Au milieu de ces tourbillons politiques, la vie continue : le journal est aussi l’occasion d’évoquer les multiples amitiés nouées ou renouées dans le milieu artistique et littéraire, qui croise souvent les figures diplomatiques, dont on suit la valse, au sein du petit cercle fermé des carrières et des nominations. Alexis Léger est naturellement très souvent présent dans ces pages. Si Hélène Hoppenot n’est pas dupe de ses petits ridicules, de son habileté de séducteur – il est plusieurs fois question des nombreuses maîtresses du poète –, et d’un certain talent pour mythifier le banal, on sent chez elle une affectueuse estime pour l’homme, ses écrits et son action. On rencontre également dans ces pages Darius Milhaud, ami cher tout comme sa femme Madeleine, Claudel, connu au Brésil, Adrienne Monnier, Sylvia Beach, Gisèle Freund, Francis Jammes, Colette, Paul Valéry… Des figures croquées avec allant, verve, parfois ironie (désopilant portrait de Jammes et de ses solennelles lectures publiques !), dans leurs amitiés et leurs rivalités, qui restituent tout le Paris de l’avant-guerre. On y continue vaille que vaille à écrire, composer ou briguer des honneurs, alors que l’orage s’annonce, inexorable.

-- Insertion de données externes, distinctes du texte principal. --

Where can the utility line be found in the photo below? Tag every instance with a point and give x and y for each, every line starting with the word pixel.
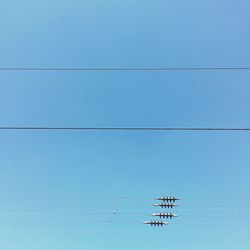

Comme le premier, mais plus encore en raison de la période couverte, le deuxième tome du journal se révèle donc un exceptionnel document sur l’histoire de l’avant-guerre et sur la drôle de guerre, vue du côté politique : on y voit notamment comment le conflit s’y prépare dans le secret des négociations diplomatiques, quand les gouvernements tentent encore de se faire croire qu’il est possible de négocier avec les dictateurs que sont Franco et Hitler. Mais cette chronique offre aussi, quoiqu’Hélène ne s’épanche guère sur sa vie privée, le portrait d’un couple que les années passées ensemble n’ont fait que rapprocher, malgré l’adolescence difficile de leur fille Violaine, qui semble avoir du mal à trouver sa place entre eux. Les séparations imposées par les circonstances leur sont toujours cruelles et Hélène exprime, à plusieurs reprises, combien elle est comblée par cet accord conjugal, cet « amour » que rien ne semble altérer. La nostalgie de la Chine, qui forme la basse continue de ces deux années de journal, laisse par ailleurs entrevoir, chez une femme que ses amis disent « secrète », une immense capacité de passion, et même de nostalgie ; mais elle la laisse rarement affleurer, préférant « apprendre à regarder devant soi ».

Claire Paulhan, et l’éditrice scientifique du volume, Marie-France Mousli, nous livrent une fois encore une édition cousue main, assortie d’une préface, riche en notes et en élucidations sur les très nombreuses figures politiques, littéraires et diplomatiques citées ; le volume est enrichi d’une sélection de photographies qui contribuent à rendre plus vivante encore la figure de la diariste. Ne reste qu’à s’armer de patience pour découvrir la suite de ce journal exceptionnel, tenu par une femme qui ne l’était pas moins, et dont la valeur réside tout autant dans sa richesse historique que dans sa remarquable facture littéraire.

Hélène Hoppenot, Journal 1936-1940, édition établie par Marie-France Mousli, éd. Claire Paulhan, 2015, 515 p. ill.

© Hélène Gestern / La Faute à Rousseau (août 2016).